Priest
- Born: 27 August 1893 San Martino di Colle Umberto, Treviso, Italy
- Died: 30 January 1957 (aged 63) Dibrugarh, Assam, India
- Venerated in: Catholic Church
- Major shrine: Shrine of Sacred Heart of Jesus, Mawlai, Shillong, India

= Constantine Vendrame =

Italian Salesian missionary

Constantine Vendrame, also known as the "Apostle of Shillong" was a Salesian missionary from Italy who worked for the welfare of Khasis, in North East, India.
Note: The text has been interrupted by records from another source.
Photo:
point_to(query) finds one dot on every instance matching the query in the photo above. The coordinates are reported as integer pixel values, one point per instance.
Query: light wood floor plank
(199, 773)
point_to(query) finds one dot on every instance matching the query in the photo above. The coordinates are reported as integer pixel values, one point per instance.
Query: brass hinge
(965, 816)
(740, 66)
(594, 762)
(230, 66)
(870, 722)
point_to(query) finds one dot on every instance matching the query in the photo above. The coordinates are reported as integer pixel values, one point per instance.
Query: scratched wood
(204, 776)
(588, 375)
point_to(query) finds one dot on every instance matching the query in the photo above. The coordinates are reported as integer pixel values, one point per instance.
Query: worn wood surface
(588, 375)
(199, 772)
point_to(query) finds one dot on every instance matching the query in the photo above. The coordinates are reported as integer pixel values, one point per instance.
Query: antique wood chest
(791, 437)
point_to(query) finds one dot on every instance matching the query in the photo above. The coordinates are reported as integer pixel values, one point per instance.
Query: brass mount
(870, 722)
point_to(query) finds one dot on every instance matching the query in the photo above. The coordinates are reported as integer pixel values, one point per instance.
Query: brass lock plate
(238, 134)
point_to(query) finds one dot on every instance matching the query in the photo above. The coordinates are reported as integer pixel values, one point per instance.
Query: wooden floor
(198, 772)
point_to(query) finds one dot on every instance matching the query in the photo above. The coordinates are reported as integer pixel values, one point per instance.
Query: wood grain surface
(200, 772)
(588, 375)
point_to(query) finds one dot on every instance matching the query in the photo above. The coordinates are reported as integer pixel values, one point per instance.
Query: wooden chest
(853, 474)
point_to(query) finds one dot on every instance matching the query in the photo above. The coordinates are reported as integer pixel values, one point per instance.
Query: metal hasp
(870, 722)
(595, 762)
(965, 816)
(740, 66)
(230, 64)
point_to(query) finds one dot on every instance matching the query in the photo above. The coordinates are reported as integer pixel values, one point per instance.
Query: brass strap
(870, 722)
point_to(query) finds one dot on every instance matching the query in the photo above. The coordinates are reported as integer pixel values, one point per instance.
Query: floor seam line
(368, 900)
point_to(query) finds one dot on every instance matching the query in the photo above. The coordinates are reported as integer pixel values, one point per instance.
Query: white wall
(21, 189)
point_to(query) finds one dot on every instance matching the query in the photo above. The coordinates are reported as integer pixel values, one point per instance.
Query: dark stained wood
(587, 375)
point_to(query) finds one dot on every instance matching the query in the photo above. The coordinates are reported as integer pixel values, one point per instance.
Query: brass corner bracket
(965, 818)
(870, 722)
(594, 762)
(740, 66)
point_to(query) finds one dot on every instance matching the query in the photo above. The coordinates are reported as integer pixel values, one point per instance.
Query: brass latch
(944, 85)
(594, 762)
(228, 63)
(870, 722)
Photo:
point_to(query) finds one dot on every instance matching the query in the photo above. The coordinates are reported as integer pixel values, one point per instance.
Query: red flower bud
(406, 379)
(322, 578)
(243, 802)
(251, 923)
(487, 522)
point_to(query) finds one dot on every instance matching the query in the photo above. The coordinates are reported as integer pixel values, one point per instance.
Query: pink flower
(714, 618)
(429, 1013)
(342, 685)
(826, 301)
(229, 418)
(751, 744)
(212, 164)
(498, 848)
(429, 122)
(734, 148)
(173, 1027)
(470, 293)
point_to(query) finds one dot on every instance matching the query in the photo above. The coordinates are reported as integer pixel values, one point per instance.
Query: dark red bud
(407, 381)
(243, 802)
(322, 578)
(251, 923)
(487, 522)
== Early life and education ==
Constantine Vendrame was born on 27 August 1893 to Pietro and Elena Fiori in San Martino di Colle Umberto, Treviso, Italy. He joined the Salesian novitiate at Ivrea on 15 September 1913. He completed his study of philosophy and was sent for his regency to the oratory of Chioggia. He also served for a four-year compulsory military service. After the completion of his military service, he pursued his theological formation while working simultaneously in the oratories of Chioggia and Venice.

== Priesthood ==
On 15 March 1924 Vendrame was ordained a Catholic priest by the cardinal Eugenio Tosi at the chapel of the Archiepiscopal seminary of Milan.

== Missionary to India ==
Vendrame arrived in Shillong on 23 December 1924. At the start of the World War II in 1939, Vendrame and another 150 Italian missionaries were put in the concentration camp. After the war Vendrame was asked by Louis Mathias to go to Wandiwash, Tamil Nadu. He came back to Shillong in 1951. He was always busy in preaching gospel, helping needy and bringing people back to the church.

== Death ==
Vendrame died in Dibrugarh, Assam, India, on 30 January 1957. On 1 July 2014 the mortal remains of Constantine Vendrame were moved to the Shrine of Sacred Heart of Jesus, Mawlai, Shillong, India.

== Sainthood ==
The process for canonisation is underway for Constantine Vendrame. On 22nd of May, 2026 Pope Leo XIV approved the heroic virtues.